According to the second aspect of the present invention, in addition to the first aspect of the present invention, the movement of air between both end portions and the center portion of the blade in which the setting of the airflow-related element of the rotor is changed is prevented. In addition, it is possible to easily guarantee an increase in the air volume at the end.

[Brief description of the drawings]

FIG. 1 is a cross-sectional view of a cross flow fan according to a first embodiment of the present invention.

FIGS. 2A and 2B are cross-sectional views of a rotor of the cross-flow fan in FIG. 1, in which FIG.
Is a cross-sectional view of both ends.

FIG. 3 is a perspective view of a rotor of the cross flow fan of FIG. 1;

FIG. 4 is a perspective view showing a state in which the cross flow fan of FIG. 1 is used in a copying machine.
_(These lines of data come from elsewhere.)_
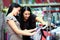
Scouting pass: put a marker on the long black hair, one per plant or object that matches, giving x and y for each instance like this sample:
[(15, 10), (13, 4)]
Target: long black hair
[(29, 25), (12, 6)]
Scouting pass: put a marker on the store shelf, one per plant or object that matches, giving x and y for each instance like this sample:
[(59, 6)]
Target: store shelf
[(53, 11), (43, 4)]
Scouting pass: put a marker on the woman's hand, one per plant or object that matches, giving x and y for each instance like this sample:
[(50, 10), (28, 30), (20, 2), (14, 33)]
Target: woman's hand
[(31, 30)]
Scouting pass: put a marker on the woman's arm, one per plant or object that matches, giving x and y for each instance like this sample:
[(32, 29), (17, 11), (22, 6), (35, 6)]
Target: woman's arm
[(41, 20), (18, 31)]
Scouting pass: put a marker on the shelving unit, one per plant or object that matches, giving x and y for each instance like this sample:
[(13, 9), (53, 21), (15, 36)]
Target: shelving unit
[(46, 4)]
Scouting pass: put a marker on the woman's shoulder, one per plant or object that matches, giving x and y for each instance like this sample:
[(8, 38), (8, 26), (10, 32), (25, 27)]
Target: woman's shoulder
[(33, 16), (10, 17)]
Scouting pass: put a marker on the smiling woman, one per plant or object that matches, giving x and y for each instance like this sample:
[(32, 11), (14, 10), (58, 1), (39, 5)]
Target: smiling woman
[(13, 25)]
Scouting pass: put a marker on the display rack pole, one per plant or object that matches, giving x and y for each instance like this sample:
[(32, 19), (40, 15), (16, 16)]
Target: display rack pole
[(49, 19)]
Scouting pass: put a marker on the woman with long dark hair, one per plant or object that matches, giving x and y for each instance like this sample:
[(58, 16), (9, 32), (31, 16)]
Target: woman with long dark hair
[(13, 28), (28, 21)]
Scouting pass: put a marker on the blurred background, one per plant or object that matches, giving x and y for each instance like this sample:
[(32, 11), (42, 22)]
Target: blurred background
[(41, 8)]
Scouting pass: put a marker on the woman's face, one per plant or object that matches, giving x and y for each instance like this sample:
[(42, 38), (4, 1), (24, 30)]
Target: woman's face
[(26, 15), (16, 10)]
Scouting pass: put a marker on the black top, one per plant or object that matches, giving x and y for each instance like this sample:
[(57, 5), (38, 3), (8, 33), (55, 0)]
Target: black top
[(29, 24)]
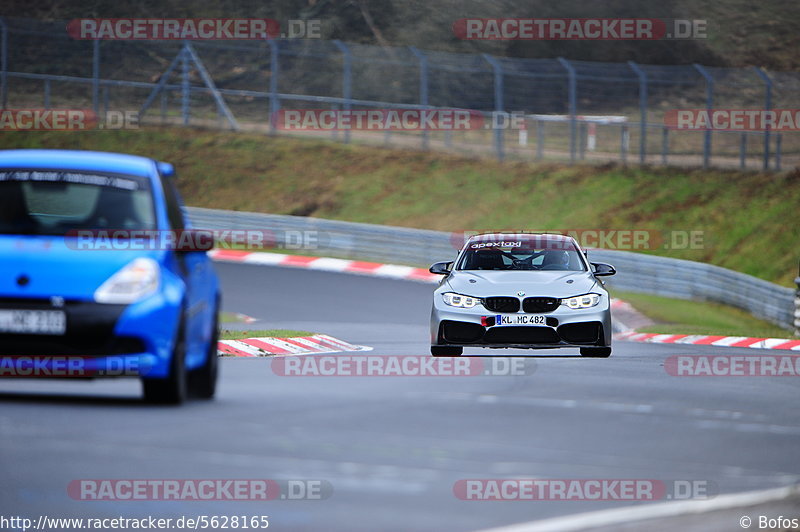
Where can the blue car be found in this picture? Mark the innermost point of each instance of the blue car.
(96, 277)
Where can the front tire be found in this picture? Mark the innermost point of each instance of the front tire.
(172, 389)
(446, 350)
(203, 380)
(596, 352)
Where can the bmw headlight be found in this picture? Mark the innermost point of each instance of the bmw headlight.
(582, 301)
(133, 282)
(460, 300)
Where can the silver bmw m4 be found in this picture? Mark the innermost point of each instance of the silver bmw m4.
(531, 291)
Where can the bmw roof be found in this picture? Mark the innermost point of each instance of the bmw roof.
(77, 160)
(535, 237)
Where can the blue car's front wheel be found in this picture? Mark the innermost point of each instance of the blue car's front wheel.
(173, 388)
(203, 380)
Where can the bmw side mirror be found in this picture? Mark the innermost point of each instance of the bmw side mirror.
(601, 269)
(441, 268)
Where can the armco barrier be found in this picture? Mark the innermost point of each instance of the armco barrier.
(637, 272)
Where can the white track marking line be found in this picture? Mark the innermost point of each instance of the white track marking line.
(616, 516)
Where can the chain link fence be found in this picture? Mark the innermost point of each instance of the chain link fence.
(573, 110)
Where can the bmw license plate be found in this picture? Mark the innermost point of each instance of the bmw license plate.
(520, 319)
(33, 321)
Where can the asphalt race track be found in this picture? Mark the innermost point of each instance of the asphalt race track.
(393, 447)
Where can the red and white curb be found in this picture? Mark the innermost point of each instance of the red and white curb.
(718, 341)
(298, 345)
(391, 271)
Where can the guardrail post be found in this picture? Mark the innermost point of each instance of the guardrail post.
(623, 143)
(185, 85)
(573, 106)
(539, 139)
(3, 63)
(163, 107)
(642, 75)
(423, 88)
(767, 107)
(497, 68)
(274, 100)
(709, 107)
(347, 81)
(96, 76)
(797, 305)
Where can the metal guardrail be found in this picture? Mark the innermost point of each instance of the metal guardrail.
(637, 272)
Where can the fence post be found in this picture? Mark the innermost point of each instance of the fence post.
(274, 100)
(709, 107)
(742, 150)
(497, 68)
(767, 107)
(3, 62)
(185, 85)
(642, 111)
(797, 305)
(573, 106)
(96, 76)
(347, 81)
(423, 88)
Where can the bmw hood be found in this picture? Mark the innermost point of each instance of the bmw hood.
(560, 284)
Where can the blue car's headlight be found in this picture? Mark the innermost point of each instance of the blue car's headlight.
(460, 300)
(582, 301)
(138, 279)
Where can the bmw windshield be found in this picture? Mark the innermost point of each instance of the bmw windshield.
(522, 254)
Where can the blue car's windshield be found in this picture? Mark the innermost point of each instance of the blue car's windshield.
(521, 255)
(56, 202)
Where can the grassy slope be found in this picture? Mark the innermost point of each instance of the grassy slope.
(675, 316)
(749, 219)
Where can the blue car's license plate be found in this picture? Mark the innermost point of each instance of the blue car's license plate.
(33, 321)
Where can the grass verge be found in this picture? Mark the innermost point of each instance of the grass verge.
(678, 316)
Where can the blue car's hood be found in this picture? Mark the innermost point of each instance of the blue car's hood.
(55, 269)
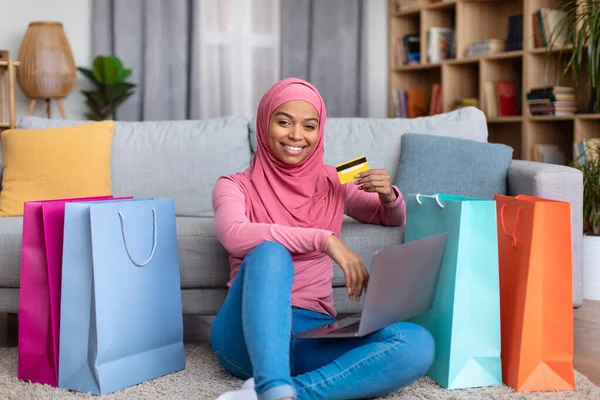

FIG. 5 shows the distribution of the blowing air volume of the cross flow fan of the first embodiment of the present invention and the conventional example, and the ratio of the actual air volume to the designed air volume.

6A and 6B are cross-sectional views of a rotor showing a cross-flow fan according to a second embodiment of the present invention, in which FIG. 6A is a cross-sectional view of a central portion, and FIG.

FIG. 7 is a longitudinal sectional view showing Embodiment 3 of the cross flow fan of the present invention.

FIG. 8 is a perspective view showing a conventional cross flow fan.

[Explanation of symbols]

 Reference Signs List 3 cross flow fan 7 motor 7a rotating shaft 8 rotor 11 suction port 12 outlet 13 air path 14 guide section 15 scraping section 16 casing 17 blade 21 both end plates 22 partition plate S1, S2 passage interval S3, S4 distance

Claims (2)

[Claims] 1. A rotor having blades arranged around a rotation axis, a suction port for allowing external air to be entrained in the rotation of the rotor, and air entrained by the entrained air being supplied to an air path along the outer periphery of the rotor. A cross-flow fan comprising: a guide portion for guiding the air through the air passage; and a casing having a blowout port for blowing the air swept away in the rotation direction of the rotor along the air path by the scraping portion and blowing the air to the outside. , Number, thickness, path spacing between the guide and rotor, distance between the air scraping part of the outlet and the rotor, outer diameter of the rotor, and the amount of air blown from the inlet to the outlet Wherein at least one of the airflow-related elements is set so that the airflow increases at both ends as compared with the setting at the center of the rotor. . 2. The cross-flow fan according to claim 1, wherein a partition plate is provided at a boundary position where the setting of the air volume-related element in the rotor can be changed.